In the case of a dispute over a contract issue between brethren, and there is no resolution between them and among other brethren, then the dispute could be submitted to civil government. Contract law is rather minutely detailed by most well developed societies.
If an issue has been resolved by brethren between and among themselves there may be needed a legal declaration on the matter. In this event, brethren could go to civil government for the needed declaration. Government operating as God decreed is not antithetical to righteousness.
Question 4: The nature of the issue must be clearly defined and Scripture dealing with it would have to be applied. The Scripture’s context, language, and corroborative passages, if any, would need to be assessed for applicability. If through persuasive appeals from the gospel made to the wrong doer are devoid of the desired end, and if a specific, civil right is involved to which the Christian is entitled by both God and civil law, then an appeal can be made to civil government.

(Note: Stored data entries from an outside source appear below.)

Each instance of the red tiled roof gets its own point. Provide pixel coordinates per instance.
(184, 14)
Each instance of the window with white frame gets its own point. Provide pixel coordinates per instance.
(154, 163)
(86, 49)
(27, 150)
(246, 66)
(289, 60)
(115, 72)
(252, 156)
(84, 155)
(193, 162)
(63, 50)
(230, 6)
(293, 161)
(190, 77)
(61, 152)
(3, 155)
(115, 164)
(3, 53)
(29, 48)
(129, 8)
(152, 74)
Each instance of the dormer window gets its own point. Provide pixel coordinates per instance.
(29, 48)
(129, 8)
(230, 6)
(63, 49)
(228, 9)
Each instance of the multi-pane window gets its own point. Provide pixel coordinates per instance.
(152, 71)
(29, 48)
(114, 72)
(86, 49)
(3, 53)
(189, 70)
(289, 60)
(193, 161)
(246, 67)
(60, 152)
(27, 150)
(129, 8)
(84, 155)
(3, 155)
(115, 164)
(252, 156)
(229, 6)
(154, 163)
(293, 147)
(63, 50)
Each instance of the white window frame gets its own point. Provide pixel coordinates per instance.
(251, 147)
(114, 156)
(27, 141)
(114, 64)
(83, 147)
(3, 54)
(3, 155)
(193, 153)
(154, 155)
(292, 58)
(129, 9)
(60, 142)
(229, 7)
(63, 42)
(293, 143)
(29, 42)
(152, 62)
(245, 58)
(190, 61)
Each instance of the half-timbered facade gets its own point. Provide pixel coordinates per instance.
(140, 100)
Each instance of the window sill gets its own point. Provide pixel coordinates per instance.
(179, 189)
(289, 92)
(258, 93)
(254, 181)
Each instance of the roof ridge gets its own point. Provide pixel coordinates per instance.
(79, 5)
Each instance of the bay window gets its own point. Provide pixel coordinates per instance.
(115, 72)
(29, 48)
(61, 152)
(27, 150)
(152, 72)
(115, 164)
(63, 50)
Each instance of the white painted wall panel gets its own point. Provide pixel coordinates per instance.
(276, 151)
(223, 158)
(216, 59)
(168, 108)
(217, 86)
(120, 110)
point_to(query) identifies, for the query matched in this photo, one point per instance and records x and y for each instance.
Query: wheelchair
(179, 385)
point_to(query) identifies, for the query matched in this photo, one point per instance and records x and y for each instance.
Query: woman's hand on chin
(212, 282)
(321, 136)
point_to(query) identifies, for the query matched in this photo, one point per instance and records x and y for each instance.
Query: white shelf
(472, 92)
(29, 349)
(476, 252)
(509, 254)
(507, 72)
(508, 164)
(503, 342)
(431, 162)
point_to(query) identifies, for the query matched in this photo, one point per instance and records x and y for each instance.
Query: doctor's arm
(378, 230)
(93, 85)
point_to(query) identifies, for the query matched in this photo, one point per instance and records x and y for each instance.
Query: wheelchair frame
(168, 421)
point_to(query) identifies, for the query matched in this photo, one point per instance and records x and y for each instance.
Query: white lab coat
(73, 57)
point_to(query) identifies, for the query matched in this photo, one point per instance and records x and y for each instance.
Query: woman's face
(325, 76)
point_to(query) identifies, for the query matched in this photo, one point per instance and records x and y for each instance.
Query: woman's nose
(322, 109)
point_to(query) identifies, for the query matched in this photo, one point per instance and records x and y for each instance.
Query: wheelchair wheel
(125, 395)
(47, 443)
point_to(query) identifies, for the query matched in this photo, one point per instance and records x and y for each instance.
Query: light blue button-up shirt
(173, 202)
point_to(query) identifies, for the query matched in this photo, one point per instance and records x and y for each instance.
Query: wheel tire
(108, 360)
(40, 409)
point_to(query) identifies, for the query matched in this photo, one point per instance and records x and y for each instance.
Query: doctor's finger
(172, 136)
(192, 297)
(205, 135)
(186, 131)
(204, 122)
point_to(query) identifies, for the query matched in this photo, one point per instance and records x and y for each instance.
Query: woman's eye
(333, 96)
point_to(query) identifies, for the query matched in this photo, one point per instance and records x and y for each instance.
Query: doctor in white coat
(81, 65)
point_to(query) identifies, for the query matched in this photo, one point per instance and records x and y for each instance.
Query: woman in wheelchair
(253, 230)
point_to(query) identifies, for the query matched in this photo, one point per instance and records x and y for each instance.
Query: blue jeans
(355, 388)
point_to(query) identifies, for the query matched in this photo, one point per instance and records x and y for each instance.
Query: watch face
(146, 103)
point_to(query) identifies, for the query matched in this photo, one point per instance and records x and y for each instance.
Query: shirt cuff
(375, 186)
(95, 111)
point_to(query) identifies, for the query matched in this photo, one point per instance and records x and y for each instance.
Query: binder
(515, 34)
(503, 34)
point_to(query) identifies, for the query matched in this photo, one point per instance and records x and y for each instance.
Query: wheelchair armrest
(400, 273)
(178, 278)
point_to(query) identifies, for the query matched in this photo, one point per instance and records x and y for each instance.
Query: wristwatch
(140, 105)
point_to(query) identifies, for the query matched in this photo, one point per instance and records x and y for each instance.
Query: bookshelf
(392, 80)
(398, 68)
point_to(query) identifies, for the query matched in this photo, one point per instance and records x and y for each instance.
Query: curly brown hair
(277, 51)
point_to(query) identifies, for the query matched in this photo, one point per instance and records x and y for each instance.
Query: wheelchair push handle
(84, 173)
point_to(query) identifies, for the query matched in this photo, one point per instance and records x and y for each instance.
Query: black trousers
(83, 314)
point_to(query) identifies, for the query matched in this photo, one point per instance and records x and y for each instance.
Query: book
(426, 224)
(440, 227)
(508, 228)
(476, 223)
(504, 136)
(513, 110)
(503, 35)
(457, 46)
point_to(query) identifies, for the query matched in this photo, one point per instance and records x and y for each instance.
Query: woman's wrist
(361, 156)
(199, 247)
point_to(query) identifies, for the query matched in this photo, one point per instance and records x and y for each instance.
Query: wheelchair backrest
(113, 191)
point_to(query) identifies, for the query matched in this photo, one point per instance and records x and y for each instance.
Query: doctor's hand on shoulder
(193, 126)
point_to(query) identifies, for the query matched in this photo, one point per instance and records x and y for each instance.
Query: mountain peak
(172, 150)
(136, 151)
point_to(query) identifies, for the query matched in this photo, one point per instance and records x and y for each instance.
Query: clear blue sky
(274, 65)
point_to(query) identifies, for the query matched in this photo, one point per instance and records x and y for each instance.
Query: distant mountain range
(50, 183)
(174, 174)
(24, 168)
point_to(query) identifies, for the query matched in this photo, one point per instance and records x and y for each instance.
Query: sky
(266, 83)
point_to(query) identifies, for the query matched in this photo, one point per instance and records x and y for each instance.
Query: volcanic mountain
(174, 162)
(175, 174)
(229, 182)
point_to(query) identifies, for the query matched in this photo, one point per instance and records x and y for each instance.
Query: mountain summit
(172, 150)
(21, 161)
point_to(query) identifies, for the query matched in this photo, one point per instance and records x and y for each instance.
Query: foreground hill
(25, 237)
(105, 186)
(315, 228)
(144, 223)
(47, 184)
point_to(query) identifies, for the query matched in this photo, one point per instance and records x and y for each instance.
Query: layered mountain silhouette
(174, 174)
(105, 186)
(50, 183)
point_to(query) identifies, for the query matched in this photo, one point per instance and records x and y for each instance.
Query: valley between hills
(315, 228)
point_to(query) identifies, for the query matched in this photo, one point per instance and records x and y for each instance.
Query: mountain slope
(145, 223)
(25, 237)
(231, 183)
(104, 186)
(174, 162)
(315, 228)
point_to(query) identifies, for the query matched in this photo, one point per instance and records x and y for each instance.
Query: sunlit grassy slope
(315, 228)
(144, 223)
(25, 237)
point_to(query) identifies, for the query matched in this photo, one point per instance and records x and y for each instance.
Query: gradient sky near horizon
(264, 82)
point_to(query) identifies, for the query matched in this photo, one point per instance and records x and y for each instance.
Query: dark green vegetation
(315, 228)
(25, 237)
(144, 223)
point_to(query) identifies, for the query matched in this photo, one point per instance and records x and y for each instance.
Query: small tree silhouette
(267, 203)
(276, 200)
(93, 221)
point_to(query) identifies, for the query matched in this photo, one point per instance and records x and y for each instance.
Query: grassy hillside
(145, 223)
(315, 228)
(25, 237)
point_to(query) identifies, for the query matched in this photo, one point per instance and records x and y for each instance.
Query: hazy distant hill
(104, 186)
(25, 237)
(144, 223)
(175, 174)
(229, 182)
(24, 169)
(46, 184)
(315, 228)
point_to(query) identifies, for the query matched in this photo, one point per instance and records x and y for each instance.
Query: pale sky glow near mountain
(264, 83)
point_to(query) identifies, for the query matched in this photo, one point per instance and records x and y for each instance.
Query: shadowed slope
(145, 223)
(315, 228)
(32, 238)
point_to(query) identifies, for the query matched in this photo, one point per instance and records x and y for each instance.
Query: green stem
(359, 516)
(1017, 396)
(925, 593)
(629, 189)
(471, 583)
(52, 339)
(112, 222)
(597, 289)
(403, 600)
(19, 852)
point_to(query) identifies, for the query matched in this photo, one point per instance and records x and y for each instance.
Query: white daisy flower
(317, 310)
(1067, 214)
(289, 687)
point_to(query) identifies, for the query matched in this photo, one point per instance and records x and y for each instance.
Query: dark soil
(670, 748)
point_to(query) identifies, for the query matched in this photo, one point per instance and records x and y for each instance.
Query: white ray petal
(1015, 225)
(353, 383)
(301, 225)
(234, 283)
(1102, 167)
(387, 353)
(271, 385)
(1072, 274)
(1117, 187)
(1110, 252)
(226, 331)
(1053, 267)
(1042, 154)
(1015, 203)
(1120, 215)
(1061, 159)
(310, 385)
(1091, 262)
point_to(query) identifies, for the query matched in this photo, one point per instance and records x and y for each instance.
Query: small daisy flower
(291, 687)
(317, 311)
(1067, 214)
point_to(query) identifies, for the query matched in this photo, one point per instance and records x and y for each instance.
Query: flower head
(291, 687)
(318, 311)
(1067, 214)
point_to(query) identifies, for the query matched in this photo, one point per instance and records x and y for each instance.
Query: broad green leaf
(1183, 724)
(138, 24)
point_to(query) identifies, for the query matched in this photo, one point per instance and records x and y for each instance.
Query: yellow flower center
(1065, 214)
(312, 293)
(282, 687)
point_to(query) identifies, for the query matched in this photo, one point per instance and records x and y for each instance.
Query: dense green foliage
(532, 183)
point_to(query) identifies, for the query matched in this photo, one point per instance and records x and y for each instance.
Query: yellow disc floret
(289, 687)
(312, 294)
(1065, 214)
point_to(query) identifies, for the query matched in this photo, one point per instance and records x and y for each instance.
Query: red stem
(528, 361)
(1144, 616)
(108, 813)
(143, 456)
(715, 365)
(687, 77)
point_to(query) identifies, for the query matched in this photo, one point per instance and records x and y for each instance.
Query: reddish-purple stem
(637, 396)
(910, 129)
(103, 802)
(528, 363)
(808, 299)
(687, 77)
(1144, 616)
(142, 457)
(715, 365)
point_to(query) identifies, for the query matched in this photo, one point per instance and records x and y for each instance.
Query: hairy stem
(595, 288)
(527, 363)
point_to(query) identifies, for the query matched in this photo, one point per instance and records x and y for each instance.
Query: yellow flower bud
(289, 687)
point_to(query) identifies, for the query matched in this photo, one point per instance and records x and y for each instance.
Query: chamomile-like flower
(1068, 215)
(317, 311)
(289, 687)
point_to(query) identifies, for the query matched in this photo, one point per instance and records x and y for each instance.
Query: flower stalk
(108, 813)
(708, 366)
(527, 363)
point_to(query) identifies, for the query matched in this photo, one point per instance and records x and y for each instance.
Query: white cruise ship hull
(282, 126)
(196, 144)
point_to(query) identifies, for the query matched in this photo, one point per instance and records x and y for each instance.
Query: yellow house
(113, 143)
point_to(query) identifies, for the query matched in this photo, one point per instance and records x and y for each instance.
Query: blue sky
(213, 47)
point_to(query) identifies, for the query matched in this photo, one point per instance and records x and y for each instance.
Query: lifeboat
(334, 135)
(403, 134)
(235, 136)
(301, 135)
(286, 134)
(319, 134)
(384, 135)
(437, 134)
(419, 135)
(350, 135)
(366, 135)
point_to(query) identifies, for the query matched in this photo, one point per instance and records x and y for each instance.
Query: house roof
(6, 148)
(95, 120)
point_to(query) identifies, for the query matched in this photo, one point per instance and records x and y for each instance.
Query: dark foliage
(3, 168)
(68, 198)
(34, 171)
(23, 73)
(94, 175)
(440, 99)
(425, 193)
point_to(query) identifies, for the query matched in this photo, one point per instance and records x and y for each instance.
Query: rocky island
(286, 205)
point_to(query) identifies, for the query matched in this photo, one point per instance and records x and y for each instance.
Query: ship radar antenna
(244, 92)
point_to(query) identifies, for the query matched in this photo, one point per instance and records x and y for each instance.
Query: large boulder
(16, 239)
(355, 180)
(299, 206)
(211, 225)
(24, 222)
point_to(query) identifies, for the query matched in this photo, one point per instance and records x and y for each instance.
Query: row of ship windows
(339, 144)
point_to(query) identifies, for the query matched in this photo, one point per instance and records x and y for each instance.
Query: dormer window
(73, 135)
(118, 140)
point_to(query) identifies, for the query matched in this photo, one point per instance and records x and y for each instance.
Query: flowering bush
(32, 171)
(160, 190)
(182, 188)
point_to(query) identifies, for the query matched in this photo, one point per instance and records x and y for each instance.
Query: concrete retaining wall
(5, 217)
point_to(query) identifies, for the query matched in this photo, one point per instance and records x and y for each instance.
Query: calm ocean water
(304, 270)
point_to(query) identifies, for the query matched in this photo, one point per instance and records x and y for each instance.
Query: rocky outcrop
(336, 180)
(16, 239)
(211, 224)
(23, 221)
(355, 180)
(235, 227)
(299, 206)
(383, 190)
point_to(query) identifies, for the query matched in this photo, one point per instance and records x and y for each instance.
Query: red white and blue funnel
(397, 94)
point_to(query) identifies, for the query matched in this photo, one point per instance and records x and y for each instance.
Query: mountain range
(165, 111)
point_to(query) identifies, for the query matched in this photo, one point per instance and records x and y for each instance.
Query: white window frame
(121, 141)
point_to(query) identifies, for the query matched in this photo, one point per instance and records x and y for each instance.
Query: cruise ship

Crucial to this determination are a correct analysis of the issue at concern and a correct understanding and application of Scripture to it. There are instances when a brother, through a correct application of 1 Corinthians 6, would take wrong and even be defrauded (1 Cor. 6:7). Some brethren might use civil government to seek to defraud another brother (1 Cor. 6:8). In this instance appeal to civil government is prohibited.
There is yet another question posed by the querist in his final paragraph. The question centers on 1 Corinthians 7:10-11 as applied to the situation described by the querist.
The instruction given in the passage is for a Christian who is a wife not to depart from her husband and likewise the same instruction is given to a husband not to depart from his wife. If one’s companion does depart, no adultery being present, then they are to remain unmarried. In the event a Christian is married to an unbeliever and the unbeliever departs, then the believer has no obligation or bondage to provide for the one who departed.
It is obvious from this passage that it is possible for a spouse to live apart, remaining unmarried, in irreconcilable conditions. The principle is clearly enunciated.